Eine Schadsoftware befällt derzeit Raspberry Pi-Minicomputer. Ziel ist die Herstellung von Kryptogeld, wie zum Beispiel Bitcoins. Befallene Geräte arbeiten am Leistungslimit.

Der Schädling Linux.MulDrop.14 installiert sich auf Raspberry Pi-Geräten, wenn der SSH-Port – zur Herstellung verschlüsselter Netzwerkverbindungen – für externe Verbindungen geöffnet ist und das standardmäßig generierte Passwort nicht geändert wurde. In der Folge ändert das Schadprogramm das Passwort, fährt Prozesse herunter und installiert weitere Software, die zur Erzeugung digitalen Geldes dient. Da dafür eine relativ hohe Rechenleistung erforderlich ist, schließen die Cyberkriminellen hinter dem Angriff die Raspberry Pis zu einem Netzwerk zusammen.
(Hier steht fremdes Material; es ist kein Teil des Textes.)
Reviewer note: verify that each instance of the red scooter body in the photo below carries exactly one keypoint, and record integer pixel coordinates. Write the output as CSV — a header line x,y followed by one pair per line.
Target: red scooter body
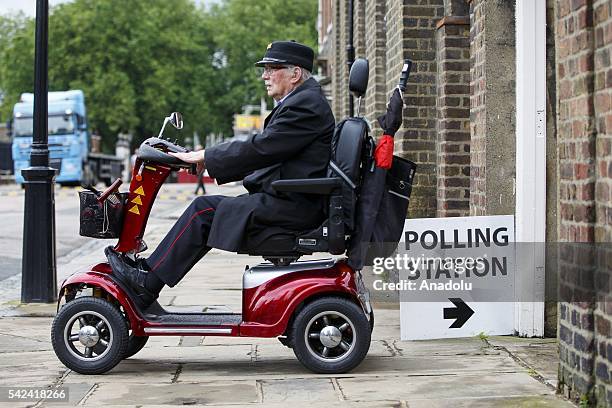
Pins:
x,y
273,297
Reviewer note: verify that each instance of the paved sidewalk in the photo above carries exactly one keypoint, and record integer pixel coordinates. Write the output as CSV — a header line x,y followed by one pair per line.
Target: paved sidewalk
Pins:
x,y
218,371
Betroffene Minicomputer werden dadurch voll ausgelastet, was die eigentlich auf dem Gerät laufenden Prozesse verlangsamt oder blockiert. Nach der Installation sucht der Schädling nach weiteren verwundbaren Geräten. Raspberry Pi-Benutzerinnen und Benutzern wird daher dringend empfohlen, das Standard-Passwort ihres Geräts zu ändern oder SSH für externe Verbindungen zu deaktivieren.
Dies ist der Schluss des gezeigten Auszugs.